Dermatitis is a frequent adverse effect of adjuvant breast radiotherapy. It is more likely in full-breasted women and when the radiation is distributed nonhomogeneously in the breast. Breast intensity-modulated radiation therapy (IMRT) is a technique that ensures a more homogeneous dose distribution.


A multicenter, double-blind, randomized clinical trial was performed to test if breast IMRT would reduce the rate of acute skin reaction (notably moist desquamation), decrease pain, and improve quality of life compared with standard radiotherapy using wedges. Patients were assessed each week during and up to 6 weeks after radiotherapy.

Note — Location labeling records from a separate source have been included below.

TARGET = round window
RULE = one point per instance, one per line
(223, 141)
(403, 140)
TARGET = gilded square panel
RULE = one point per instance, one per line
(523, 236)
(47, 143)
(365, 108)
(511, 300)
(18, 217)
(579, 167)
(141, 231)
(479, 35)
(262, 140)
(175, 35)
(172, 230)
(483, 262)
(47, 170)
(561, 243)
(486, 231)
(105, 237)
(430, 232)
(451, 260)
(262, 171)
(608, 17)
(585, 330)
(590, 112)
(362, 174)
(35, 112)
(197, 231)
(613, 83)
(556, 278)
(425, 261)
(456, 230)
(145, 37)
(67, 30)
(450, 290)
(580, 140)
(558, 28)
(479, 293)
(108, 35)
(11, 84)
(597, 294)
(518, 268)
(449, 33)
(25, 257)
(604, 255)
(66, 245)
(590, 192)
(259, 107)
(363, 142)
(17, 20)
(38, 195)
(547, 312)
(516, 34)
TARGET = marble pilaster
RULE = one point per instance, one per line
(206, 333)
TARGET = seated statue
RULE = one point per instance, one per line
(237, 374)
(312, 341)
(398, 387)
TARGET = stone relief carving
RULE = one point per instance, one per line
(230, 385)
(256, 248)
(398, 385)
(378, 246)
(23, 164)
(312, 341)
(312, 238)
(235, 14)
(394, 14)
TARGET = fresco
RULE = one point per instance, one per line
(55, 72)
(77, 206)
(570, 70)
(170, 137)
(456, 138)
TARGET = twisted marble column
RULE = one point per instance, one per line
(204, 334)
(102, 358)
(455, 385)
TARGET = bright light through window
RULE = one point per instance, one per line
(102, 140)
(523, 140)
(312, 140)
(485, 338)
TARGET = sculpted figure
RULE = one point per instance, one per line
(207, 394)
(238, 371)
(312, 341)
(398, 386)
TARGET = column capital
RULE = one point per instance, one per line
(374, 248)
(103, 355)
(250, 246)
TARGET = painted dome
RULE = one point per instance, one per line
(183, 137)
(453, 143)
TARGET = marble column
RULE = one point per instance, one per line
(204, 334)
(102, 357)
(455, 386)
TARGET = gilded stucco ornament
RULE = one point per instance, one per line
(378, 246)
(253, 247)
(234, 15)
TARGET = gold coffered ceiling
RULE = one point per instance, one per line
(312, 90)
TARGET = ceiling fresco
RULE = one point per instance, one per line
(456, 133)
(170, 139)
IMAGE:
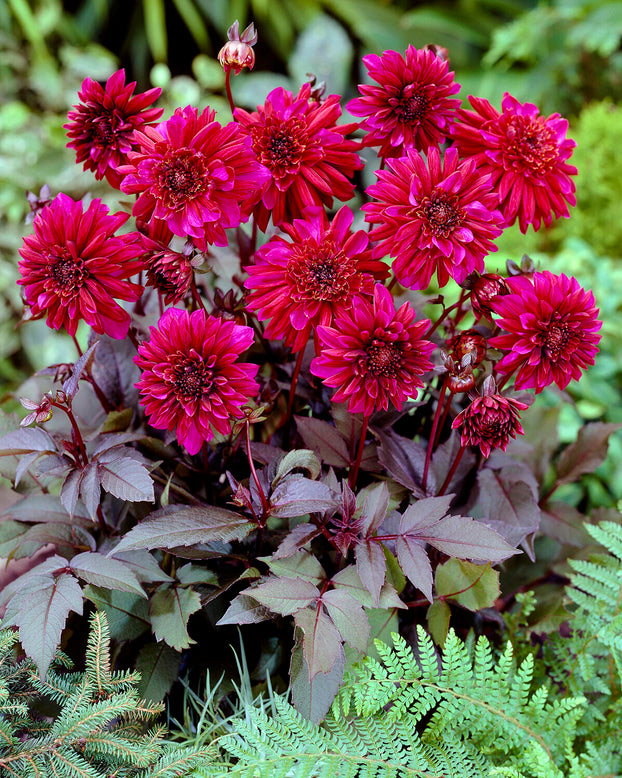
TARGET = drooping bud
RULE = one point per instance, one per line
(238, 53)
(484, 290)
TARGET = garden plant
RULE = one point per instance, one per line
(309, 404)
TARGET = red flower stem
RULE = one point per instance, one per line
(452, 471)
(432, 438)
(292, 390)
(75, 340)
(359, 455)
(228, 89)
(264, 502)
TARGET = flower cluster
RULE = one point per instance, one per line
(450, 181)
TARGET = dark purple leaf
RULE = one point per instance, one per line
(295, 540)
(284, 595)
(245, 610)
(185, 527)
(586, 453)
(415, 563)
(404, 460)
(70, 386)
(349, 617)
(126, 479)
(322, 646)
(297, 496)
(324, 439)
(371, 566)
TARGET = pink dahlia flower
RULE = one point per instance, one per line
(101, 126)
(412, 107)
(191, 380)
(73, 267)
(303, 282)
(198, 177)
(438, 218)
(490, 420)
(309, 159)
(551, 329)
(374, 355)
(525, 154)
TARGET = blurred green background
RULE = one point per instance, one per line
(563, 55)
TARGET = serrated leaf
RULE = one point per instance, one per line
(158, 665)
(371, 567)
(127, 479)
(244, 610)
(415, 563)
(297, 496)
(586, 453)
(298, 537)
(321, 645)
(169, 611)
(324, 439)
(106, 572)
(466, 538)
(127, 614)
(349, 617)
(472, 586)
(301, 459)
(40, 611)
(185, 527)
(285, 595)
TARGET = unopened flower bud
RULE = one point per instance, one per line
(238, 53)
(484, 290)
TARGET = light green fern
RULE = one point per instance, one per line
(101, 728)
(469, 712)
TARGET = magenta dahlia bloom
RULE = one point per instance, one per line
(412, 107)
(374, 355)
(303, 282)
(191, 380)
(309, 159)
(438, 218)
(525, 154)
(551, 330)
(101, 126)
(198, 177)
(73, 267)
(490, 420)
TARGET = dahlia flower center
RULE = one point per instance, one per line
(440, 214)
(182, 175)
(412, 105)
(555, 338)
(68, 273)
(383, 359)
(320, 273)
(190, 376)
(531, 145)
(282, 146)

A total of 358 patients were randomly assigned between July 2003 and March 2005 in two Canadian centers, and 331 were included in the analysis. Breast IMRT significantly improved the dose distribution compared with standard radiation. This translated into a lower proportion of patients experiencing moist desquamation during or up to 6 weeks after their radiation treatment; 31.2% with IMRT compared with 47.8% with standard treatment (P = .002). A multivariate analysis found the use of breast IMRT (P = .003) and smaller breast size (P < .001) were significantly associated with a decreased risk of moist desquamation. The use of IMRT did not correlate with pain and quality of life, but the presence of moist desquamation did significantly correlate with pain (P = .002) and a reduced quality of life (P = .003).


Breast IMRT significantly reduced the occurrence of moist desquamation compared with a standard wedged technique. Moist desquamation was correlated with increased pain and reduction in the quality of life.